By Rebecca Elstrom, MD
The FDA granted accelerated approval last week to brentuximab vedotin for use in patients with Hodgkin lymphoma (HL) which has relapsed after 2 prior therapies, and patients with anaplastic large T cell lymphoma (ALCL) which has relapsed after one prior treatment. Weill Cornell Medical College participated in the studies that led to the approval.
Brentuximab vedotin is an antibody-drug conjugate (ADC); that is, a chemotherapy drug which has been attached to a monoclonal antibody in order to deliver the drug more specifically to target cells. In this case, the ADC targets CD30, a protein on the surface of the malignant HL cells and ALCL. Two phase 2 clinical studies were recently completed evaluating activity of brentuximab vedotin in HL patients who had had recurrence following autologous stem cell transplant and in ALCL patients that had relapsed after prior therapy. Response in both patient groups was striking. In HL, 73% of patients responded to treatment, with 32% achieving complete remission. In ALCL, 86% of patients responded, with 57% achieving complete remission.

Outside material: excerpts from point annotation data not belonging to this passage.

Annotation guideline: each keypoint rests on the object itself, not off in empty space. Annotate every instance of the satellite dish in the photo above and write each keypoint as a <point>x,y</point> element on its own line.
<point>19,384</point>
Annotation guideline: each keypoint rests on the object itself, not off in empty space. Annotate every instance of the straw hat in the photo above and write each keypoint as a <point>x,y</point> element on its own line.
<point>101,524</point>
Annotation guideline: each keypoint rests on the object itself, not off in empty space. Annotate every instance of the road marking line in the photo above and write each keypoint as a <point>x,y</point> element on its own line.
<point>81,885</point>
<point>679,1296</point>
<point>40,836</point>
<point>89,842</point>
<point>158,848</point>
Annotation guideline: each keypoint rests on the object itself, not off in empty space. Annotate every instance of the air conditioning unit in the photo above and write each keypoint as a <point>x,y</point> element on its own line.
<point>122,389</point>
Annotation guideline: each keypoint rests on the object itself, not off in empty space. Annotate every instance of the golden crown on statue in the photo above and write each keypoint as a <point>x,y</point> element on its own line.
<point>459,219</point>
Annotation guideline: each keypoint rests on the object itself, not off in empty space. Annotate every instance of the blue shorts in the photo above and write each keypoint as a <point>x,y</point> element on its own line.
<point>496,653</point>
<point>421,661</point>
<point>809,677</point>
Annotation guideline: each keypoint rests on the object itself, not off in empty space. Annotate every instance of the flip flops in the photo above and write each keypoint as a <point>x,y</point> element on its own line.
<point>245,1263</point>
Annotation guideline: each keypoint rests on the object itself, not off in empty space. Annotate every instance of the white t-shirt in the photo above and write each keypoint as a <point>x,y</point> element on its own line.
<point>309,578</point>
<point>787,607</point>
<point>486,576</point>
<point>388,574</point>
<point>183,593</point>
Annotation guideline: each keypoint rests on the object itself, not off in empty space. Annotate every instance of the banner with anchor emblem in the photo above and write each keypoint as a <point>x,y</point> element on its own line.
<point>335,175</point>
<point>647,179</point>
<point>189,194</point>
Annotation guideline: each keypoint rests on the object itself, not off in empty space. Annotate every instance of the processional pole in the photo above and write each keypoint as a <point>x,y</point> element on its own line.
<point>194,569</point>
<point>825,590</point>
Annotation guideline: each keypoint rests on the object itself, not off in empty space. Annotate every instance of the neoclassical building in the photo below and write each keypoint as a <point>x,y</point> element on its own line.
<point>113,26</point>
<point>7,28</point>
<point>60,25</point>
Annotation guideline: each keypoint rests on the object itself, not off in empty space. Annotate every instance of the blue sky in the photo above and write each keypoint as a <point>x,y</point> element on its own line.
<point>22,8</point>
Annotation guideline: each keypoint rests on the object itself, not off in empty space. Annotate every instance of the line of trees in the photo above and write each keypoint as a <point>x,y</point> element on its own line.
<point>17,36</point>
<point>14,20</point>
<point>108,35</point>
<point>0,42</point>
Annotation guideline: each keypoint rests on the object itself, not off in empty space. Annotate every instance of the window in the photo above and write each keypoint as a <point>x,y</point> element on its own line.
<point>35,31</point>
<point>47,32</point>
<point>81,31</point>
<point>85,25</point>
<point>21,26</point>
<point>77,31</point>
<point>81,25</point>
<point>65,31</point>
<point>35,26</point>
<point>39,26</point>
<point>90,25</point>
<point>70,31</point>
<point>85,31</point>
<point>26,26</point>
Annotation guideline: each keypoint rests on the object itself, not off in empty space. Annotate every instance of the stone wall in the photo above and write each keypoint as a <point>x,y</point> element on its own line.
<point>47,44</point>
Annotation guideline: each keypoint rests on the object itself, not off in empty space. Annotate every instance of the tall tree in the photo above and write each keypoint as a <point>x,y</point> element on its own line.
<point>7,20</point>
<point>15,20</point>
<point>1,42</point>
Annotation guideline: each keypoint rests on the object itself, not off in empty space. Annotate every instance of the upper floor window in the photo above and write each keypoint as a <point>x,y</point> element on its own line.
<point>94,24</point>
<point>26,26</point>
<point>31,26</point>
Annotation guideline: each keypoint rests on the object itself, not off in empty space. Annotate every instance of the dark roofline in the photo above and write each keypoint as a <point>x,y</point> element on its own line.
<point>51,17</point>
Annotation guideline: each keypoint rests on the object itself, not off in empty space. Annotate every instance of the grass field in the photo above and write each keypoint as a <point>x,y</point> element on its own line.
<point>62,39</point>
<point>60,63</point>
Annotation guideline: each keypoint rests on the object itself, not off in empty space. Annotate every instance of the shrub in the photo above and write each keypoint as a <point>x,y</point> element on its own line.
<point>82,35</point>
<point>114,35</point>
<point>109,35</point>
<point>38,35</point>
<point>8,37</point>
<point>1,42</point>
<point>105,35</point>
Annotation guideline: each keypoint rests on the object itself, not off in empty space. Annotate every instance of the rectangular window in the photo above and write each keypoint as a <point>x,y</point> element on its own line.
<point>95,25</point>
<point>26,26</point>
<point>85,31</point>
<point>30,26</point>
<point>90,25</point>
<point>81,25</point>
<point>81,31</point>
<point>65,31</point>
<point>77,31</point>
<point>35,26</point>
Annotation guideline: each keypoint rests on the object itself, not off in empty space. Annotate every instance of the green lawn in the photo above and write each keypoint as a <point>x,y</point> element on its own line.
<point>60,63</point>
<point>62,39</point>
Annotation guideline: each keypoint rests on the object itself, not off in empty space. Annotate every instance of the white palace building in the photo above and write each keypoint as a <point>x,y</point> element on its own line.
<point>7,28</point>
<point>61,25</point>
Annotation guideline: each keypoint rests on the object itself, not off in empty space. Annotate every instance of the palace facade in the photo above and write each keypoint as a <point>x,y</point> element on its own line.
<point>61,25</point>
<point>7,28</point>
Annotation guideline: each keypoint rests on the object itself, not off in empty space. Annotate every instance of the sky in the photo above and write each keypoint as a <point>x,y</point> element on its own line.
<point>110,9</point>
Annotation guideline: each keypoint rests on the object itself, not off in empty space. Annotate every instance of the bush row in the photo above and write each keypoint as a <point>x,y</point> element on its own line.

Major side effects of brentuximab vedotin in both groups of patients consisted of peripheral neuropathy, decreased blood counts, fatigue, nausea, rash and fever.
While long term results are still under investigation, initial response rates indicate that this drug represents an important new tool in the care of patients without other standard treatment options. Further studies are ongoing investigating how best to incorporate brentuximab vedotin into the routine care of patients with these lymphomas.